The Hand Of God, Nipples In Naples….Self-Indulgent Selfimportant Selfpleasuring Masterpiece
The Hand Of God(Netflix)
Starring: Filippo Scotti, Toni Servillo, Teresa Saponangelo, Marlon Joubert, Luisa Ranieri, Renato Carpentieri, Massimiliano Gallo, Betti Pedrazzi, Biagio Manna and Ciro Capano
Directed by Paolo Sorrentino
The Hand Of God Movie Review: Italian auteur Paolo Sorrentino is one of those globally feted filmmakers whose reputation precedes him to the movie theatres. Anything Sorrentino does we are supposed to clap and swoon over.
If the truth be told—and it’s about time it was—Sorrentino is grossly overrated.His cinema is more self-serving than supple, more ‘me’ than ‘us’. There is a quality of off-putting megalomania in his movies, as though the director, well aware of his reputation, can afford to take his glass to the corner of a crowded room for a selfindulgent swig , as admirers smile from a distance, afraid to disturb the genius in his state of selfimposed solitude.
Who knows he may be plotting his next masterpiece even as lesser mortals talk shop.
I don’t know whether Sorrentino’s latest sinfully-overrated film was born over a glass of the rejuvenating beverage. There is something distastefully hemmed-in about The Hand Of God. It is fiercely autobiographical : that goes without saying. What is not so apparent on the surface is how unlikeable Sorrentino’s family is. Compounding the tragedy is the unstated truth about this dysfunctional family: it thinks its story is worth telling in a big Netflix film(just how much did Netflix pay Sorrentino to regurgitate his past into this unpleasant facsimile in the present???)/
Set in Naples, the loveliest thing about The Hand Of God is Naples…and nipples.There are an assortment of breast shots , most of them concentrated on the pubescent hero Fabietto(Filippo Scotti)’s fey aunt Patrizia(Luisa Ranieri).
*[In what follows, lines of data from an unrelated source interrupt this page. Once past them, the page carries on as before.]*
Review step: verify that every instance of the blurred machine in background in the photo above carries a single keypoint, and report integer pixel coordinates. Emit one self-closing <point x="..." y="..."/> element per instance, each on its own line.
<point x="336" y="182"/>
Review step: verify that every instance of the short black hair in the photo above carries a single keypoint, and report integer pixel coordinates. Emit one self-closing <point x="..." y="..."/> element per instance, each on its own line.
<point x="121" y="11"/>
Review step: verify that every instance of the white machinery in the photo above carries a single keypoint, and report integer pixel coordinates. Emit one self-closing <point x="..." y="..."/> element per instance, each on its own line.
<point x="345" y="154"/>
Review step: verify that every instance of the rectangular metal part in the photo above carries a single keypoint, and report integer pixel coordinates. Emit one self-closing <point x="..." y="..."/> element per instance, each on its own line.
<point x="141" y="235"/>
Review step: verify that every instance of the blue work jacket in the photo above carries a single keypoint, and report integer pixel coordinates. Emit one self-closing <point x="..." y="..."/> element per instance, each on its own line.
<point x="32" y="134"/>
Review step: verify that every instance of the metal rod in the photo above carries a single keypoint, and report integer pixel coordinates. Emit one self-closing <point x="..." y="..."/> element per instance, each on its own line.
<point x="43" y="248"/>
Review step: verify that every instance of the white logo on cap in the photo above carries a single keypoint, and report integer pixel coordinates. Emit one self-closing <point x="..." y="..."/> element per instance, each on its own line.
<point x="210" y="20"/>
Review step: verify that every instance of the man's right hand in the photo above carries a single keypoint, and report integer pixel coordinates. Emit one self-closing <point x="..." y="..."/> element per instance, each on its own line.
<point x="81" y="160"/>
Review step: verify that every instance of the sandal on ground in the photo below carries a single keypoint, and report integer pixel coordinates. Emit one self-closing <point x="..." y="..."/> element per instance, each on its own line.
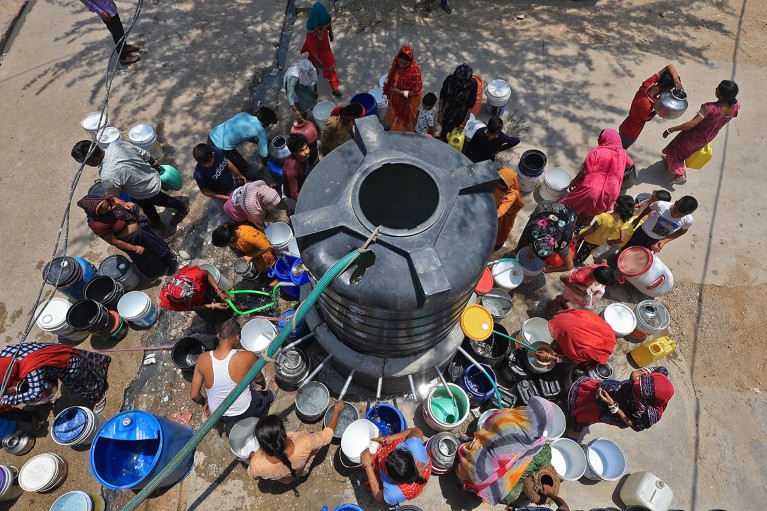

Femme fatale,harlot or Joan of Arc….or a blend of all, Patrizia is the rebel of the family whose breasts are the most assertive part of her being.
In one sequence we see, Patrizia sunbathing stark naked on a boat while the rest of the family pretends it’s all part of day’s work. Patrizia has our young horny hero Fabietto bursting in his pants. Eventually it is an old bold baroness who initiates Fabietto into sex.
Fabietto’s seduction sequence is the most distasteful lovemaking I’ve seen on screen. The Baroness(evidently a big fan of Mrs Robinson) first invites Fabietti to brush her hair then to brush the hair on her “slit”(the Barroness’ description of her private part) and so on.
Another bestially bizarre sequence has all the womenfolk of the family thrashing the unpleasant matriarch with a child’s bicycle, a tablefan and whatever else they can lay their hands on.
By the time tragedy strikes Fabietto’s life and he is forced to grow up prematurely(this coming-of-age trope has been done to death since Satyajit Ray’s Pather Panchali) Sorrentino’s storytelling is afflicted by a much deeper tragedy. It’s the tragedy of a raconteur who has run out of tricks , and doesn’t care. The reputation of a celluloid genius would see him through
The rave reviews for The Hand Of God are testimony to the fact that the Emperor’s clothes can go missing anytime and no one would notice. The Hand Of God has a lot of the football genius Maradona’s references. At some point in this epicurean excursion into self-pleasuring, Maradona unknowingly saves Fabietto’s life. But who will save Sorrentino’s film from charges of extolling the irrelevant and the inconsequential?